In Week 6 against the Minnesota Vikings, Jones recorded his first interception of the season off a pass thrown by Kirk Cousins during the 40–23 win. In Week 7 against the Detroit Lions, Jones recorded his first full sack of the season on Matthew Stafford during the 23–22 loss. In Week 12 against the Las Vegas Raiders, Jones intercepted a pass thrown by Derek Carr and returned it 67 yards for his sixth career touchdown during the 43–6 win. In Week 15 against the Tampa Bay Buccaneers, Jones led the team with 10 tackles and sacked Tom Brady once during the 31–27 loss. In the 2020 season, Jones had 4.5 sacks, 106 total tackles, two interceptions, six passes defended, and one forced fumble.

====2021 season====
In Week 7, Jones registered 15 tackles, three tackles for loss, and a sack in a 30–28 win over the Miami Dolphins, earning NFC Defensive Player of the Week. In the 2021 season, Jones had two sacks, 137 total tackles, six passes defended, and one forced fumble.

====2022 season====
On September 1, 2022, Jones was placed on injured reserve.

===Cleveland Browns===
On October 10, 2022, the Falcons traded Jones and a 2024 seventh-round pick to the Cleveland Browns for a 2024 sixth-round pick.
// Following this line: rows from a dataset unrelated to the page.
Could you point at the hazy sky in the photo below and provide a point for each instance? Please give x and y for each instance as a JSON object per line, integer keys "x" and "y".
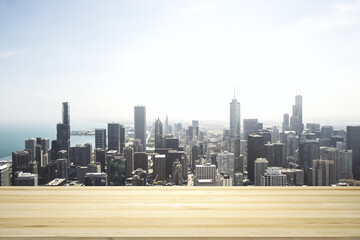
{"x": 180, "y": 58}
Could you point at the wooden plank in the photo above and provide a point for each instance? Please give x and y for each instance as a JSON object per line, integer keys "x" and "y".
{"x": 179, "y": 212}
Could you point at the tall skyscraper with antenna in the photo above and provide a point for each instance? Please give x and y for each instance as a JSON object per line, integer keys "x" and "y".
{"x": 235, "y": 131}
{"x": 296, "y": 122}
{"x": 140, "y": 124}
{"x": 63, "y": 130}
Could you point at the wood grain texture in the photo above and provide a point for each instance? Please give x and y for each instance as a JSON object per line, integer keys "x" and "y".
{"x": 179, "y": 212}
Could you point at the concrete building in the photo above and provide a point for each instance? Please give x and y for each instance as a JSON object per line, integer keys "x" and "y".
{"x": 25, "y": 179}
{"x": 294, "y": 177}
{"x": 20, "y": 162}
{"x": 159, "y": 167}
{"x": 114, "y": 136}
{"x": 63, "y": 130}
{"x": 235, "y": 133}
{"x": 95, "y": 179}
{"x": 100, "y": 157}
{"x": 353, "y": 143}
{"x": 177, "y": 176}
{"x": 255, "y": 150}
{"x": 223, "y": 179}
{"x": 273, "y": 177}
{"x": 158, "y": 134}
{"x": 5, "y": 172}
{"x": 346, "y": 160}
{"x": 80, "y": 155}
{"x": 81, "y": 171}
{"x": 226, "y": 163}
{"x": 296, "y": 120}
{"x": 141, "y": 161}
{"x": 129, "y": 160}
{"x": 261, "y": 164}
{"x": 309, "y": 150}
{"x": 323, "y": 172}
{"x": 100, "y": 138}
{"x": 30, "y": 144}
{"x": 251, "y": 126}
{"x": 207, "y": 171}
{"x": 239, "y": 179}
{"x": 140, "y": 124}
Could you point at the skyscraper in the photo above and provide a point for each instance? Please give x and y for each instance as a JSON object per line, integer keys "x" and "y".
{"x": 100, "y": 138}
{"x": 323, "y": 172}
{"x": 20, "y": 162}
{"x": 255, "y": 150}
{"x": 195, "y": 129}
{"x": 140, "y": 124}
{"x": 353, "y": 143}
{"x": 285, "y": 124}
{"x": 122, "y": 138}
{"x": 296, "y": 118}
{"x": 166, "y": 126}
{"x": 226, "y": 163}
{"x": 114, "y": 136}
{"x": 261, "y": 164}
{"x": 30, "y": 144}
{"x": 158, "y": 133}
{"x": 63, "y": 130}
{"x": 235, "y": 127}
{"x": 251, "y": 126}
{"x": 309, "y": 150}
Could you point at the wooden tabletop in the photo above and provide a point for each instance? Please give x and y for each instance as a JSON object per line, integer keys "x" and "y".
{"x": 179, "y": 212}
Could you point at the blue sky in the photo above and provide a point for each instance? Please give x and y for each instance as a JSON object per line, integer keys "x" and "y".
{"x": 180, "y": 58}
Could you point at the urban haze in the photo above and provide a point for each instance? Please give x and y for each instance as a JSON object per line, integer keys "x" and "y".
{"x": 181, "y": 93}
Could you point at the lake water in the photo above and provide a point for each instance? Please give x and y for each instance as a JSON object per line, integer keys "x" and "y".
{"x": 13, "y": 138}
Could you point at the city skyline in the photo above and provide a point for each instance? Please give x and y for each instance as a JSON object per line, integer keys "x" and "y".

Following the deal, the Browns and Jones agreed to remove a year from his contract. He was activated off injured reserve on October 22. He finished the 2022 season with 2.5 sacks, 44 total tackles, one interception, three passes defended, and one forced fumble in 11 games and five starts.

===Carolina Panthers===
On July 31, 2023, Jones signed with the Panthers. He was released on August 29, 2023, then re-signed to the practice squad on September 11. He was promoted to the active roster on September 20.

===Buffalo Bills===
On May 3, 2024, Jones signed a one-year contract with the Buffalo Bills. He was released on August 25.

===Tampa Bay Buccaneers===
On December 10, 2024, Jones was signed to the Tampa Bay Buccaneers practice squad. He signed a reserve/future contract with the Buccaneers on January 14, 2025.

===New Orleans Saints===
On August 8, 2026, Jones signed with the New Orleans Saints.

===San Francisco 49ers===
On August 24, 2026, Jones was traded to San Francisco 49ers in exchange for Zamir White. On August 30, he was released.

==NFL career statistics==

Legend
|  | Led the league |
| Bold | Career high |

=== Regular season ===

Year: Team; Games; Tackles; Interceptions; Fumbles
GP: GS; Cmb; Solo; Ast; Sck; PD; Int; Yds; Avg; Lng; TD; FF; FR; Yds; TD
2016: ATL; 15; 13; 108; 75; 33; 0.0; 11; 3; 165; 55.0; 90T; 2; 1; 0; 0; 0
2017: ATL; 16; 16; 138; 91; 47; 1.0; 10; 3; 42; 14.0; 41; 0; 0; 0; 0; 0
2018: ATL; 6; 6; 53; 34; 19; 1.0; 6; 2; 61; 30.5; 41; 1; 1; 0; 0; 0
2019: ATL; 16; 16; 110; 68; 42; 0.0; 5; 1; 27; 27.0; 27T; 1; 0; 1; 5; 0
2020: ATL; 16; 16; 106; 73; 33; 4.5; 6; 2; 84; 42.0; 67T; 1; 1; 1; 0; 0
2021: ATL; 16; 16; 137; 87; 50; 2.0; 6; 0; 0; 0.0; 0; 0; 1; 0; 0; 0
2022: CLE; 11; 5; 44; 25; 19; 2.5; 3; 1; 5; 5.0; 5; 0; 1; 0; 0; 0
2023: CAR; 13; 3; 35; 22; 13; 1.0; 6; 1; 0; 0.0; 0; 0; 0; 0; 0; 0
2024: TB; 2; 0; 1; 1; 0; 0.0; 0; 0; 0; 0.0; 0; 0; 0; 0; 0; 0
2025: TB; 17; 0; 29; 16; 13; 0.0; 0; 0; 0; 0.0; 0; 0; 0; 0; 0; 0
Career: 128; 91; 761; 492; 269; 12.0; 53; 13; 384; 29.5; 90T; 5; 5; 2; 5; 0

=== Postseason ===

Year: Team; Games; Tackles; Interceptions; Fumbles
GP: GS; Cmb; Solo; Ast; Sck; PD; Int; Yds; Avg; Lng; TD; FF; FR; Yds; TD
2016: ATL; 3; 3; 20; 15; 5; 0.0; 3; 1; 28; 28.0; 28; 0; 1; 0; 0; 0
2017: ATL; 2; 2; 13; 9; 4; 0.0; 1; 0; 0; 0.0; 0; 0; 0; 0; 0; 0
2024: TB; 1; 0; 2; 1; 1; 0.0; 1; 0; 0; 0.0; 0; 0; 0; 0; 0; 0
Career: 6; 5; 35; 25; 10; 0.0; 5; 1; 28; 28.0; 28; 0; 1; 0; 0; 0

==Personal life==
Jones' father named him after Hall of Fame cornerback Deion Sanders. He began being known as "War Daddy" during his stint at LSU. Jones' nickname "Debo" was given to him by his father and is a portmanteau of Deion Sanders and Bo Jackson.